A 70-page report by the Institute for Public Policy Research, Don’t Bank On It: The Financialisation of the UK Economy, claims that while the UK’s financial services industry is an important source of earnings for the UK, its performance has not benefited the rest of the economy.
Tony Dolphin, the report’s author and senior economist for the IPPR, said that the industry had been the main driver in the process of rent extraction – where an organisation makes a profit by manipulating the economy, rather than by creating new wealth, and without contributing to a society.
He also claimed that massive increases in income for those at the top of the industry had affected pay inequality in the economy as a whole, and suggested that directors should be held responsible for losses.

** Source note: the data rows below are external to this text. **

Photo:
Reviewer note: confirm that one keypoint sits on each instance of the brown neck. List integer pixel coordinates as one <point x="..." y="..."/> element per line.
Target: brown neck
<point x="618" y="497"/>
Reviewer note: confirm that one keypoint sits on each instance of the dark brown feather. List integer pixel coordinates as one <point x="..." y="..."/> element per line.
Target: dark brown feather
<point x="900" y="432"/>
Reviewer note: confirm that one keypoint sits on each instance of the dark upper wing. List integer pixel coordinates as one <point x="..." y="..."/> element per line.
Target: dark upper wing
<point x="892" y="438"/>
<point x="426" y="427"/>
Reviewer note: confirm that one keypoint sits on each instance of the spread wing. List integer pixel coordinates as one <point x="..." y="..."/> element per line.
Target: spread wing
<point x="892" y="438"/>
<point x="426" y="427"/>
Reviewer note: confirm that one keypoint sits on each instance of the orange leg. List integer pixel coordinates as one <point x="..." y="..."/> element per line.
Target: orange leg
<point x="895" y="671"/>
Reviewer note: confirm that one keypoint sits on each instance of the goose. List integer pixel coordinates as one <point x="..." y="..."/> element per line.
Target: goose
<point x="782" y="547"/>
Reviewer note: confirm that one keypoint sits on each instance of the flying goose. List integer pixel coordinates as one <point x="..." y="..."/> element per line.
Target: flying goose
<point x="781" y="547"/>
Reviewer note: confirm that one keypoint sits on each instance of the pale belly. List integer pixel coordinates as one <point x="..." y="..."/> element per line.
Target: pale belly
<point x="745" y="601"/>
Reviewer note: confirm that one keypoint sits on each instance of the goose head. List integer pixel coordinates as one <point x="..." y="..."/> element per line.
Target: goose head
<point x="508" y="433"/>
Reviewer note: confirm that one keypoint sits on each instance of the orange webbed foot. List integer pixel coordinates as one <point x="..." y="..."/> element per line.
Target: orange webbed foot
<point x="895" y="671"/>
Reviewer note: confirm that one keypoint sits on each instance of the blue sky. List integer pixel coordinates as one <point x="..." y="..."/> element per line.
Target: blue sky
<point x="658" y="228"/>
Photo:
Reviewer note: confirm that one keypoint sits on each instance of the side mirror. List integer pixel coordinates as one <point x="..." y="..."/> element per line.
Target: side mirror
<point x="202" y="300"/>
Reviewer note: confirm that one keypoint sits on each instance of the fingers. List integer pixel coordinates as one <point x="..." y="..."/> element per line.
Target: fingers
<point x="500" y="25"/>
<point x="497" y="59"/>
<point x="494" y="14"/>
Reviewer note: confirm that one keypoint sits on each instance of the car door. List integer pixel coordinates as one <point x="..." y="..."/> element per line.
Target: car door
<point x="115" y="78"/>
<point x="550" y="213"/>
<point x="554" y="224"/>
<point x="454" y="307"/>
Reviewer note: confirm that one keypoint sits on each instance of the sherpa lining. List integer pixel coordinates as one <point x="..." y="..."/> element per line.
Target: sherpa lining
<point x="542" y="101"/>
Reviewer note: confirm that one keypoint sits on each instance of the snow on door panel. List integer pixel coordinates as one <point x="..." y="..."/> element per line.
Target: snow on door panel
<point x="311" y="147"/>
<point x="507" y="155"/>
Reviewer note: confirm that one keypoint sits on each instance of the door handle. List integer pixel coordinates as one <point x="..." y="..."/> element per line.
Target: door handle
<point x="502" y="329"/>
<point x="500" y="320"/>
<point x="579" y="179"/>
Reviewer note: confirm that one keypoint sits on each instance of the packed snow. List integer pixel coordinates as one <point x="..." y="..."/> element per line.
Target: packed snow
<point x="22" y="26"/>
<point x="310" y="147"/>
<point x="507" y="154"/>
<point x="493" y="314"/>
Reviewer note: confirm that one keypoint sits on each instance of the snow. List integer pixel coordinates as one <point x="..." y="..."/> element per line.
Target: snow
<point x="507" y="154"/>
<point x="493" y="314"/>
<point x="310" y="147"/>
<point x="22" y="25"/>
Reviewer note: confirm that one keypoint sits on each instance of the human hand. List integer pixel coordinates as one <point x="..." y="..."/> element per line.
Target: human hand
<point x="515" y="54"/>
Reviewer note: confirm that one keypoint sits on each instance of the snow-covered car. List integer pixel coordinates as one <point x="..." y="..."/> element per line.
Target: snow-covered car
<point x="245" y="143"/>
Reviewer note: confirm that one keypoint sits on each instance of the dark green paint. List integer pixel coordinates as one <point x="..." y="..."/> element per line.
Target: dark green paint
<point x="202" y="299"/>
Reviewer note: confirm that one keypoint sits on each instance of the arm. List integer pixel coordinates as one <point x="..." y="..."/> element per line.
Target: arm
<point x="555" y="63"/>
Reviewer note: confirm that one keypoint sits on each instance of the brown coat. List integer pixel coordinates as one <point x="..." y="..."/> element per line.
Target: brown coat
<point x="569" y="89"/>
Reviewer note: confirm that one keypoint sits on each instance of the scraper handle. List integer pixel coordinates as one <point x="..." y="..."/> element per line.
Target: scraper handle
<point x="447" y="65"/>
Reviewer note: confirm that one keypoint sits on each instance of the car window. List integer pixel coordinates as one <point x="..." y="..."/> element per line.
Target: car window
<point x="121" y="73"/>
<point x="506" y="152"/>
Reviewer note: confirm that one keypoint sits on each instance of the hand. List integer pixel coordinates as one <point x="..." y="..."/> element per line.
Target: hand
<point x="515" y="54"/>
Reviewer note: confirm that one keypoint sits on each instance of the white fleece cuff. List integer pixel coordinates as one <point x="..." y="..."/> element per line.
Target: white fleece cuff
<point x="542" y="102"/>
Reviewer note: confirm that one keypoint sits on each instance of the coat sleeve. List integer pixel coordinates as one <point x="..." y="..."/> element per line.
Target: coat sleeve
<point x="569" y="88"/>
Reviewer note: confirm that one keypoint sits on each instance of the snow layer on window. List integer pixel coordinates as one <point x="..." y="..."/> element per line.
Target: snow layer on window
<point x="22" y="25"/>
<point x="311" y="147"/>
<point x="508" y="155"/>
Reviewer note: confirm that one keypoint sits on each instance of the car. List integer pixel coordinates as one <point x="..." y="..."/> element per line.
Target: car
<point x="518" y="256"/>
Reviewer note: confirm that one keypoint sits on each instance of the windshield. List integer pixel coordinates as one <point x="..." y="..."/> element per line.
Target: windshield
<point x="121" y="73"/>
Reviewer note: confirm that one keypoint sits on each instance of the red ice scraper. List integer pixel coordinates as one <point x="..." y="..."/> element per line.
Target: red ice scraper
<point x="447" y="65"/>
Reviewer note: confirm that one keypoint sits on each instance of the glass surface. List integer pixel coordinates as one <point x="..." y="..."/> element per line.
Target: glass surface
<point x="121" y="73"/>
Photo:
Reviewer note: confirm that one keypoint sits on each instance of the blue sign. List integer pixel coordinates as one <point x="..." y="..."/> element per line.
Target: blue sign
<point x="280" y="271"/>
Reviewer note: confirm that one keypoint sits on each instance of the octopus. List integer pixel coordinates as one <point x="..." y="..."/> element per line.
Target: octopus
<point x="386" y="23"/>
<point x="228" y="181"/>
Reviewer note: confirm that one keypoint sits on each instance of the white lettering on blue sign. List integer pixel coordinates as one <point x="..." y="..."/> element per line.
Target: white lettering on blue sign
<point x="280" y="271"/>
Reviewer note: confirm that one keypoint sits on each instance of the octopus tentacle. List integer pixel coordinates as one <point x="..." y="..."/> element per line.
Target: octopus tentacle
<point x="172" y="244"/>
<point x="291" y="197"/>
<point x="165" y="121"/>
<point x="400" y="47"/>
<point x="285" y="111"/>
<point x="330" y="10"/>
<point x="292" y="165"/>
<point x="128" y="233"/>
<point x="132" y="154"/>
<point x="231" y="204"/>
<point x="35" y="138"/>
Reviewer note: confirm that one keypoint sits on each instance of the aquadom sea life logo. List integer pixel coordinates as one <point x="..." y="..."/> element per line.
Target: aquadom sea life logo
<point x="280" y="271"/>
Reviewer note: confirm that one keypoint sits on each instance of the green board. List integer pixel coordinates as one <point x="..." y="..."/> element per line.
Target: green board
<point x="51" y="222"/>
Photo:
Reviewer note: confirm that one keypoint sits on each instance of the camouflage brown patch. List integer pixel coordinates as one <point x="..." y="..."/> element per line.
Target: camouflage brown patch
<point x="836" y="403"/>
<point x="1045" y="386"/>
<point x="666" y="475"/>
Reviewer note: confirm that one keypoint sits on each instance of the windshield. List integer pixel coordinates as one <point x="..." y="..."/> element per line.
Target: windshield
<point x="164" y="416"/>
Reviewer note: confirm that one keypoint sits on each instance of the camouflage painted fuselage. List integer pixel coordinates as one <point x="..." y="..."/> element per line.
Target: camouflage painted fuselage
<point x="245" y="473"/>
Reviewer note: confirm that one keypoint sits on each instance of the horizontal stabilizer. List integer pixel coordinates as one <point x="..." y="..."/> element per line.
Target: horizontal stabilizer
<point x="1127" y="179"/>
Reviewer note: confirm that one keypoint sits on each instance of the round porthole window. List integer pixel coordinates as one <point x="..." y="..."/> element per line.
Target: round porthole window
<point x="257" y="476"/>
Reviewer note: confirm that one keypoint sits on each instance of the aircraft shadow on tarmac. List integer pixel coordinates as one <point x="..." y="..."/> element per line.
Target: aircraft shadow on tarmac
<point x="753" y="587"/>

Laying out recommendations to reform the financial services industry, he also called for increased transparency and competition.
The proposals included:
• Retail and investment banking activities should be split into separate organisations.
• Competition in retail banking should be increased by reducing barriers to entry.
• Risk-taking in investment banking should be reduced by, for example, making senior directors and managers liable for financial loss when things go wrong.
• A British investment bank should be set up to fill the financing gaps left by commercial banks.
• Investors should stop paying high fees for what can only, on average, be investment performance in line with the market.
• More should be done to make the case for wide-ranging financial transaction taxes and to explore ways to minimise avoidance.
• The overall level of credit in the economy, in particular speculative credit, should be controlled.
Michael Mainelli, chairman of financial consultancy Z/Yen, agreed that banks should be split up, competition should be increased and risk-taking should be reduced by making managers liable for losses.
However he disagreed with the introduction of financial taxes, claiming “tax is tax and hypothecating it never works, pure posturing”. He also disagreed with the launch of a British investment bank, stating it would displace private sector initiatives.
Ashley Clark, director of London-based needanadviser.com, said: “These proposals seem very similar to those announced within the European Stability Mechanism treaty.
“Some of the proposals make sense, especially when talking about accountability for regulators and senior officials at high-risk consumer detriment firms such as banks, and I agree they should be broken up. The difficulty with this is that it will almost certainly spell the end of free banking in the UK.”